Çığırından Çıkmış Dünya

Fikret Başkaya, Çığırından Çıkmış Dünya adlı kitabıyla kapitalizmin sömürgeciliği neticesinde ortaya çıkan kaotik yapıyı ele alıyor. Bir yanda zenginlik varken diğer yanda fakirliğin kol gezdiği çok sayıda ülkedeki sorunları irdeliyor. Bilim, kültür, sanat, insan hakları, hukuk, ilerleme, gelişme, kalkınma, Batıcılık, aydın, Batılı aydın tipi gibi çok sayıda kavram ele alıyor. Okundukça, tekrar okunuyor, sonra durulup düşündürüyor. O kadar anlı şanlı bir takım kelime ve kavramların hiç de masum olmadığını gösteriyor. Yoksa gerçekten de o kavramlar zaten baştan beri masum değil de bizler mi bilmiyorduk? Aydın sorunu üzerinden çeşitli saptamalar yapıyor. Batı’nın dümen suyuna girip, işbirliği yapıp, ondan medet uman tiplerden bahsediyor. Egemenlerin gücünün her yerde etkisini hissettirdiği bir ortamda bazı şeyler nasıl çözüm bulacak? Örneğin televizyondaki tartışmaların çoğunda körler sağırlar birbirini ağırlar minvalinde gerçekleşmiyor mu? Gündemin son sırasında olması gereken bazı konular ön planda tutulup nefes tükettirilmekten başka bir şey yapılmıyor mu?

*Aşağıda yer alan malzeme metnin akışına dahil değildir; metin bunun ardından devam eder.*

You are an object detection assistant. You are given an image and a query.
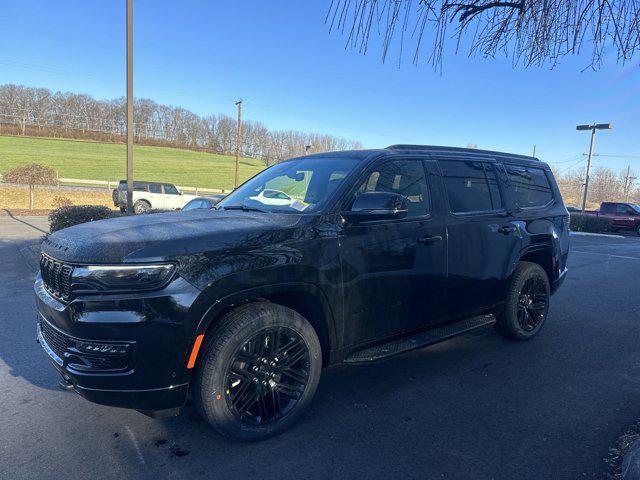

Bir ülkede bilinci sömürgeleştirilen bireyler aynı gen aktarımı gibi kendinden sonra gelecek kişilere de bunları aktarıyor. Artık akın kara, karanın ak olduğu dönem içinde, farklı düşünmek ‘insan olmama’ gibi bir durumla damgalanıyor. Fikret Başkaya, ‘iş olsun torba dolsun, dostlar alışverişte görsün’ babında bir şeyler söylemiyor. Halka anlatılmayan, gösterilmeyen ya da üzerinde durulmayan, anlık görüntü olarak gösterilen şeylerin arka planını göstermeye çalışıyor. Bunları söylediği içinde egemen güçler tarafından muhalif olarak görülüyor. Hak, hukuk, adalet, paylaşım yanında; sömürmeye, ayrımcılığa, yozlaşmaya ve bilinç sömürgeciliğine karşı çıktığı için de muhalif oluyor.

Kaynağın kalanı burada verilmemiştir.